In Europe, the regions with high climatic suitability for A. palmeri were Portugal, Spain, Russia, Poland, France, Italy, Austria, and Germany (Figure 2 A). On the Asian continent, the model projected areas in India, Myanmar, Thailand, and Indonesia where weeds have not yet occurred. China has a large area suitable for A. palmeri. In Oceania, suitable areas exist for A. palmeri on most of the continent, and projections have highlighted suitable areas in Australia and New Zealand (Figure 2A).

To predict climate change, we projected the potential global distribution of A. palmeri for 2050, 2070, and 2100. The projections showed a variation in the potential distribution of A. palmeri compared to the areas where the species is present. We observed that all Brazilian regions are suitable for the occurrence of A. palmeri, based on the EI. In Figure 3 B (2050), 3 C (2070), and 3 D (2100), in comparison with Figure 3 A (current climate), we can see decreases in highly suitable areas in Brazil due to climate change. Projections for suitable areas for A. palmeri remain constant worldwide. However, the reduction was more significant in Brazil, Mexico, Australia, and sub-Saharan Africa (Figure 3 B, C, and D).

Figure 3
Potential distribution of Amaranthus palmeri for current climate (A) and 2050 (B), 2070 (C), and 2100 (D) climate change in the world

For the annual analysis of the occurrence of A. palmeri using the GIW projected by the CLIMEX model, we highlighted the Brazilian municipalities of Campos de Júlio, Sapezal, Tapurah, and Ipiranga do Norte, Midwest Brazil (Figure 4 and 5A). The GIW model showed growth potential for A. palmeri throughout the year, with a sharp decline in the driest months from July to August (Figure 5 A and B).

Figure 4
Map of the Brazilian cities with species (Campos de Júlio, Sapezal, Tapurah, and Ipiranga do Norte) and the municipality where the meteorological data came from

Figure 5
(A) Weekly growth index (GIW) of Amaranthus palmeri in the municipalities of Campos de Júlio, Sapezal, Ipiranga do Norte, and Tapurah, state of Mato Grosso. (B) Precipitation and temperature index for these locations

Our sensitivity analysis results showed that five parameters, that is, SM2, SM3, DV0, DV1, and TTHS, were more sensitive to A. palmeri because they showed an increase or decrease in area using the higher or lower values proposed by the CLIMEX software (Figure 6). Considering the change in area for each suitability class, that is, unsuitable, suitable, and highly suitable, we observed that some more sensitive parameters had a greater effect on the potential distribution of weeds.

Figure 6
Changes in (A) unsuitable, (B) suitable, and (C) highly suitable areas for the potential distribution of Amaranthus palmeri when the sensitivity analysis was performed based on 17 CLIMEX parameters, with greater sensitivity in EI. The values for the various parameters used are those given in Table 1

Soil moisture, SM3, and DV0 were more sensitive to changes in suitable areas, whereas SM2, SM3, DV0, and TTHS were more sensitive to changes in the areas that were highly suitable (Figure 6 B and C). For unsuitable areas, changing DV0 and TTHS had a greater influence on the model (Figure 6 A). DV0 and DV1 were the parameters most sensitive to temperature in areas suitable for A. palmeri. As for stress rates only for the TTHS, we observed greater sensitivity in the unsuitable, suitable, and highly suitable areas (Figure 6).

4.Discussion

Brazil is divided to by the Tropic of Capricorn; 92% of the territory is in the intertropical zone, and the remaining 8% is in the southern temperate zone (Kandir, 1995). Owing to the territorial extension of Brazil, several climatic conditions can be observed, including equatorial, tropical, highly tropical, humid tropical, semi-arid, and subtropical (Pommer, Barbosa, 2009).

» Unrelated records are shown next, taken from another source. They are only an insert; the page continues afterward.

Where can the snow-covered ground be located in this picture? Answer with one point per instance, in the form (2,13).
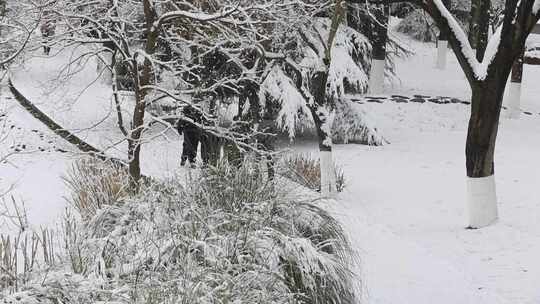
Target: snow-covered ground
(404,202)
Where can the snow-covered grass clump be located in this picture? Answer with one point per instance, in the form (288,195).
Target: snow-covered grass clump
(352,126)
(229,236)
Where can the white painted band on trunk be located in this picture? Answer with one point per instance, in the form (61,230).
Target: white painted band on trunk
(376,77)
(442,49)
(481,201)
(103,67)
(513,100)
(328,179)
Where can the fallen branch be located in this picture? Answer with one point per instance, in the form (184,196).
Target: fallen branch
(59,130)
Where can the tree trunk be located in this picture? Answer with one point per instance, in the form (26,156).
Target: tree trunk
(480,148)
(142,79)
(479,26)
(321,112)
(442,43)
(513,98)
(380,37)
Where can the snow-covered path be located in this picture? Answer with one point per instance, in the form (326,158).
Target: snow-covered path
(404,202)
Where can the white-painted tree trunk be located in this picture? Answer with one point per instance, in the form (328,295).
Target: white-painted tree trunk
(481,201)
(328,177)
(376,77)
(513,100)
(442,50)
(104,67)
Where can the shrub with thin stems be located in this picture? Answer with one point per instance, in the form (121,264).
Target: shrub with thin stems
(94,183)
(225,235)
(305,170)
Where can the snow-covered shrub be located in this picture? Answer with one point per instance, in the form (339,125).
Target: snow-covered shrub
(93,184)
(418,25)
(22,250)
(229,236)
(304,169)
(351,126)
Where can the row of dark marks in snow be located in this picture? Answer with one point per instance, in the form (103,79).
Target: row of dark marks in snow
(417,99)
(19,139)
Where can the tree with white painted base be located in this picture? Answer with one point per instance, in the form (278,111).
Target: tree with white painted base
(487,72)
(381,15)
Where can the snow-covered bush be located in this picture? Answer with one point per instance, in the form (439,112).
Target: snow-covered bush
(94,183)
(418,25)
(229,236)
(305,170)
(352,126)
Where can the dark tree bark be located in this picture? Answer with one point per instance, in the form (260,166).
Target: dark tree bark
(443,36)
(142,78)
(517,69)
(483,124)
(479,26)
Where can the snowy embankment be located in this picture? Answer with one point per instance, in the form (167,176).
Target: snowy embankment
(82,105)
(404,204)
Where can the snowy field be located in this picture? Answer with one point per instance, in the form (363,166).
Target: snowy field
(404,202)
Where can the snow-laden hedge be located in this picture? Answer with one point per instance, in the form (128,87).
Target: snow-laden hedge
(230,236)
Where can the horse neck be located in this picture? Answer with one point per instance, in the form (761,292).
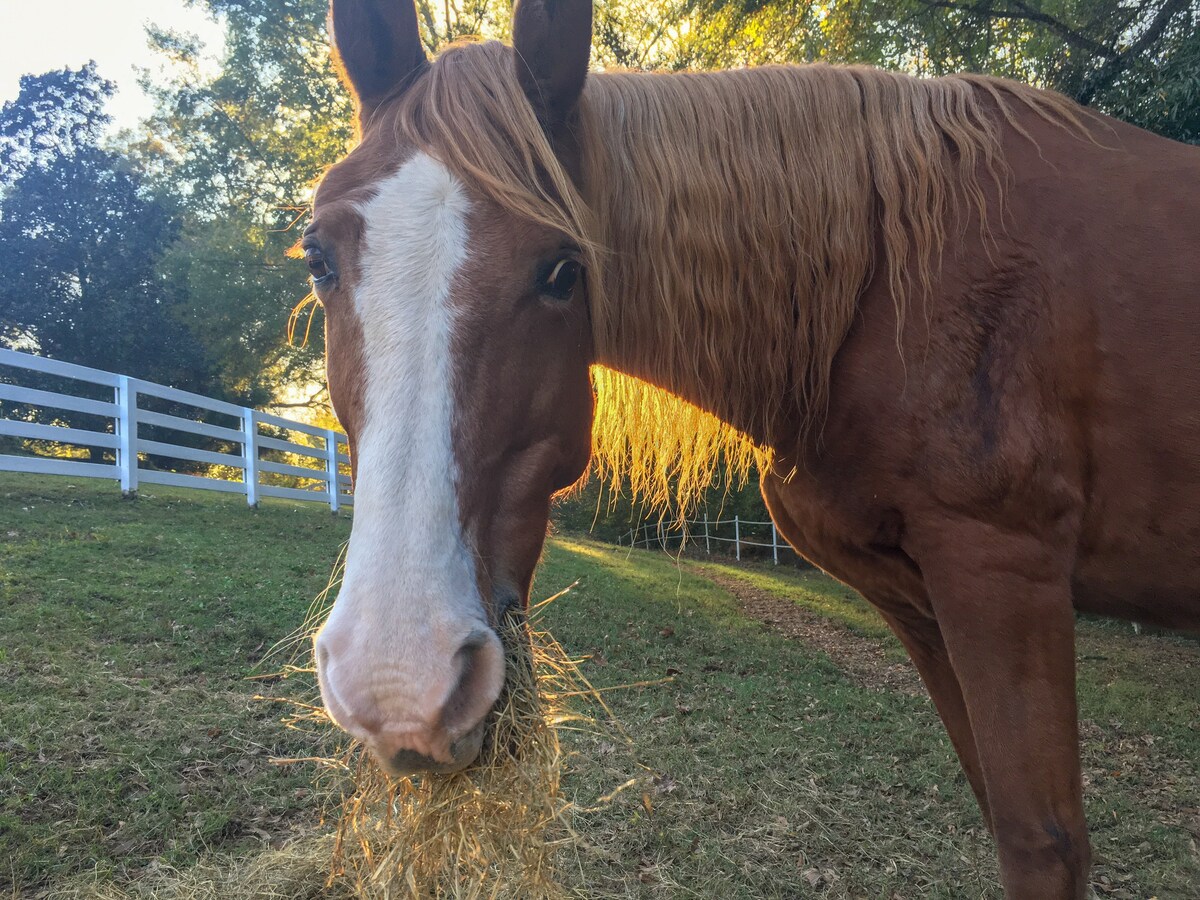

Amaranthus palmeri is an aggressive weed that can rapidly adapt to different environments. Adaptability of this weed has been shown in the United States and Argentina. This species grows in environments where the temperatures are below the ideal temperatures for growth (Tuesca et al., 2016; Steckel, 2007). However, owing to the physiological evolution of C4 metabolism, A. palmeri has adapted to tropical environments with high radiation and temperatures, such as Brazil (Ward et al., 2013Ward SM, Webster TM, Steckel LE. Palmer amaranth ( Amaranthus palmeri ): a review. Weed Technol. 2013;27(1):12-27. Available from: https://doi.org/10.1614/WT-D-12-00113.1
https://doi.org/10.1614/WT-D-12-00113.1...
). The adaptability of A. palmeri may be related to its dioecious nature, which favors crossing and genetic diversity (Ward et al., 2013Ward SM, Webster TM, Steckel LE. Palmer amaranth ( Amaranthus palmeri ): a review. Weed Technol. 2013;27(1):12-27. Available from: https://doi.org/10.1614/WT-D-12-00113.1
https://doi.org/10.1614/WT-D-12-00113.1...
). These characteristics contribute to the rapid adaptation of this species to new environments.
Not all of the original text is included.